The Fresh Loaf

News & Information for Amateur Bakers and Artisan Bread Enthusiasts

Making a Tartine style loaf into the shape of a sandwich loaf

mikemike's picture

Making a Tartine style loaf into the shape of a sandwich loaf

hey everyone


I love using sourdough or country style loaves for sandwiches because I love the crumb structure and crust development. The rich, dark, crackly crust is my priority.  

The problem is that since these loaves are round, I can get maybe 4-5 similarly shaped sandwich slices from them before starting to get tiny little slices. I'd like to find a way to somehow bake these crusty loaves into the shape of a sandwich loaf so there is minimal waste and consistent slice size.

First, I'd have to get a pretty large loaf pan (at least 6-7 inches tall (I need a tall 'ceiling' for room), 6-7 inches wide, 10-12 inches long) that I haven't been able to find online, and I'll also need a way to cover the pans to trap in steam in order to develop my crust. The pan has to be tall enough and oversized so the dough won't rise above the edges of the pan because I'll have to cover it with a heavy steel sheetpan or something.  

Imagine a slightly wider version of this loaf, but with a dark crackly crust like this.

I've looked into Pullman loaf pans but they are simply too small for this task, like the other loaf pans I've seen.


So! Here are my main questions:

1. Is there a pan out there that fits these dimensions?

2. Will the crust develop on the bottom and sides of the bread if I use this method? 



cranbo's picture

A few thoughts:

Why not shape the bread into a batard (torpedo) style instead of boule (round)? That way slice size stays pretty consistent, much like a sandwich loaf, and if shaped right you probably can still fit it in a cast iron dutch oven or combo cooker. 

Why not just use a "standard" loaf pan 9.25" x5.25"x2.75"? IIRC Tartine country bread recipe is ~2kg for 2 loaves, so about 1kg (~2lbs) per pan. This should be big enough for this size of loaf pan. 
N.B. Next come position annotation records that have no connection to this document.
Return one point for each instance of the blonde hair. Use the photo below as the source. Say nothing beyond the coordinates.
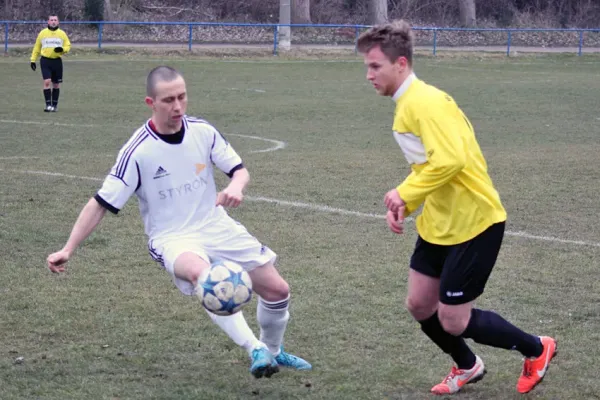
(395, 39)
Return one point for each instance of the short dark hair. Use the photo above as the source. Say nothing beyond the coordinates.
(161, 73)
(395, 40)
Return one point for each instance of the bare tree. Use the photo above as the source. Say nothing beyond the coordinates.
(467, 13)
(107, 11)
(301, 12)
(377, 11)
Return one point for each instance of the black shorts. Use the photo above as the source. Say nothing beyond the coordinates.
(463, 268)
(51, 69)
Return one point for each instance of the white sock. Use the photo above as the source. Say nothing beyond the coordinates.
(236, 327)
(273, 318)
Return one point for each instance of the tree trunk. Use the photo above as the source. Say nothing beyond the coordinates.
(467, 13)
(8, 10)
(107, 11)
(301, 12)
(377, 11)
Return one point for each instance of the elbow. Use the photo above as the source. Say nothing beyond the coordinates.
(457, 165)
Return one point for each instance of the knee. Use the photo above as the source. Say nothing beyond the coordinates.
(453, 322)
(279, 290)
(420, 308)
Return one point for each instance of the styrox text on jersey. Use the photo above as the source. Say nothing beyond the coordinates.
(183, 189)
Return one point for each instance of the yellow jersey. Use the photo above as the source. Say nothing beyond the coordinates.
(449, 173)
(47, 40)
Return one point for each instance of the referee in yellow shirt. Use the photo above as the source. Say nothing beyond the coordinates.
(461, 226)
(52, 42)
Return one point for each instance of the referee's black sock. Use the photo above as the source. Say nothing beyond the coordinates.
(455, 346)
(55, 94)
(47, 96)
(489, 328)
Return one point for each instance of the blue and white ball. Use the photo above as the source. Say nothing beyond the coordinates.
(225, 288)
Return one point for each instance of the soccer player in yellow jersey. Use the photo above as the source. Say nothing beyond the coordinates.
(462, 222)
(52, 42)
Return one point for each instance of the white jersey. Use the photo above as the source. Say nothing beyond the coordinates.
(174, 183)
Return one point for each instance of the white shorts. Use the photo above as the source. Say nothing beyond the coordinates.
(224, 238)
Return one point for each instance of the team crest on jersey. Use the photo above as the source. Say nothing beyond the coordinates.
(161, 173)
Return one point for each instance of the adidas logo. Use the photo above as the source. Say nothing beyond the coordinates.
(160, 172)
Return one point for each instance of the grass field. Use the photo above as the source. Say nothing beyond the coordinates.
(114, 326)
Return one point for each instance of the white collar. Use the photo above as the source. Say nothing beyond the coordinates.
(404, 86)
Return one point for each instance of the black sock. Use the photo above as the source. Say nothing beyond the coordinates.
(487, 327)
(55, 94)
(47, 95)
(452, 345)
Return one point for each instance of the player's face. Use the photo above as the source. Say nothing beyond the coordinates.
(385, 76)
(53, 21)
(170, 103)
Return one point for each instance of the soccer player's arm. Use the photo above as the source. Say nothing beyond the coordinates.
(439, 128)
(118, 186)
(228, 161)
(66, 43)
(411, 207)
(226, 158)
(121, 183)
(37, 48)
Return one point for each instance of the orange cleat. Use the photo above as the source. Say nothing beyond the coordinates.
(460, 377)
(535, 369)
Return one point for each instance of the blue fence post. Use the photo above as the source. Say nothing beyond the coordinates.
(100, 27)
(275, 31)
(6, 37)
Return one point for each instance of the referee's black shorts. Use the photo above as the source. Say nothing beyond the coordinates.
(463, 269)
(51, 69)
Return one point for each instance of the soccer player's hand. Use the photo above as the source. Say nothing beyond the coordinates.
(57, 261)
(393, 202)
(229, 197)
(395, 222)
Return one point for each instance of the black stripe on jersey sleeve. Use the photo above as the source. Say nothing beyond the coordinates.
(237, 167)
(106, 204)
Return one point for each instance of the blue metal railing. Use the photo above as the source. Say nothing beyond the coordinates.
(275, 27)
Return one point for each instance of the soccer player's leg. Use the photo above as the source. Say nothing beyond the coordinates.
(231, 241)
(273, 314)
(185, 260)
(47, 77)
(57, 72)
(422, 302)
(465, 275)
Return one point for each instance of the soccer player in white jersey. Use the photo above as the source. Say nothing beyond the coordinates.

You're not going to be able to trap steam the same way using loaf pans, unless you use a large (expensive) hotel pan to cover them, or something like a turkey roaster or a large terracotta flower pot. It may be worth it just to play around with how you generate steam in your oven instead...lots of methods for this explored here on TFL: cast iron pan with lava rocks, wet towels, etc. 
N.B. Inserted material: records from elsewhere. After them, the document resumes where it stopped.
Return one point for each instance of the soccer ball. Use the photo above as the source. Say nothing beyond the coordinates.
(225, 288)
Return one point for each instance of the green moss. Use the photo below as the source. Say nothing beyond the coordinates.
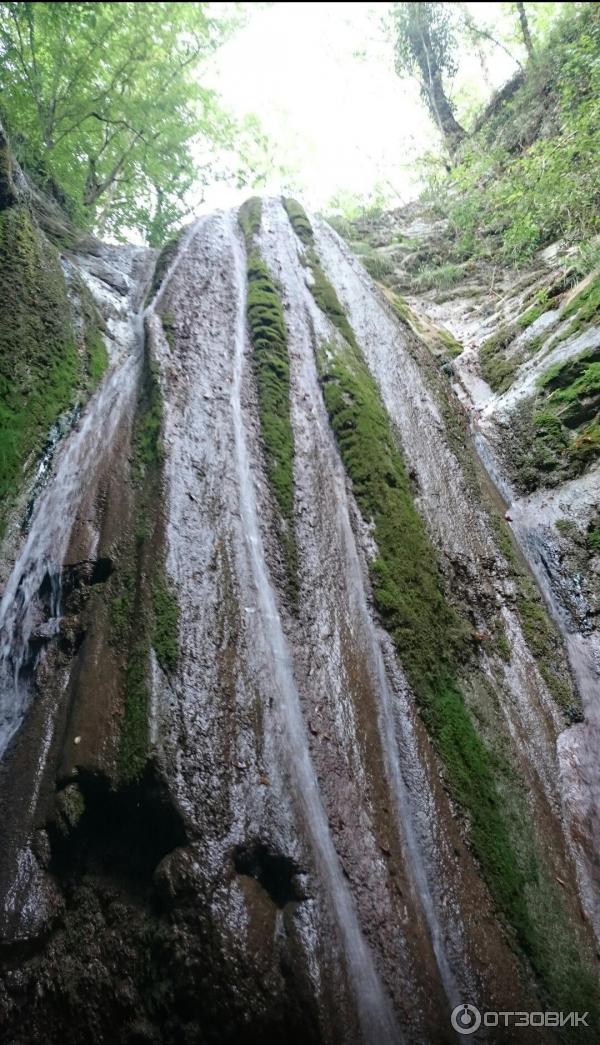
(499, 370)
(558, 430)
(249, 216)
(430, 639)
(147, 434)
(438, 341)
(168, 327)
(269, 338)
(164, 260)
(441, 277)
(134, 736)
(120, 610)
(40, 366)
(546, 645)
(377, 265)
(95, 353)
(299, 221)
(585, 304)
(165, 631)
One last thing: a long, slow fermentation and hot bake are mostly responsible for that dark bold-tasting crust (rather than steam); steam does contribute to crust crackliness. 

Red5's picture

1. No

2. depends on what kind of crust you are expecting


I don't think that pan exists. You could have one custom made if you really need those dimesions, but pans generally come in a few standard sizes and that is what you will need. All you do is put the dough in a standard size loaf pan, put the loaf pan inside another vessel. A large enameled cast-iron pot, or any other oven-safe object that can be sealed with a lid that you can place the loaf pan in and bake, is what you're looking for. 

I use a regular 9x5x3 loaf pan, spray light with cooking spray, put the dough in (after bulking is complete) and either bake or let it ferment overnight in the pan. 

I have a 9.5 quart enameled cast-iron pot that I put the loaf pan in, cover and bake; in principle it's the same as baking the loaf in the cast-iron combo cooker, just with the pan loaf shape. I haven't seen straight cast-iron cookers large enough to do this, only the enameled. 

The sides and bottom of the bread will get to a golden color, a few shades lighter than the top. The top won't crust or bloom up the way it does as a boule, the pan restricts how much steam escapes in the minutes that the loaf blooms and begins to form the crust. 

The trick is getting the right amount of dough to the pan, when they say a pan is rated for 2 lbs or 3 lbs, the volume they are measuring may be for a batter, not a dough. Also depending on your dough, it may get great oven spring and  turns out you only need a 1.5 lb loaf instead of a 2. Maybe it needs 3 lb not 2. 

mikemike's picture

Thanks for the input, Red5 and cranbo! I guess the only thing to do is to experiment. This is for a friend who I'm teaming up with to develop recipes for a small cafe/sandwich shop. We want consistency, little waste, and something that can be duplicated by others in the kitchen with some training. Thanks again. 

mrfrost's picture

There's a video out there, somewhere, showing Chad Robertson and a client making dozens of his loves shaped and baked in loaf style pans.

mikemike's picture

Yes, I think I've seen that video. His friend adapted the Tartine country loaf recipe to work in loaf pans and the bread looks fantastic (with a great crust) but it doesn't necessarily resemble the crust I'm after. I'll try to experiment in the near future and report back. Thanks all.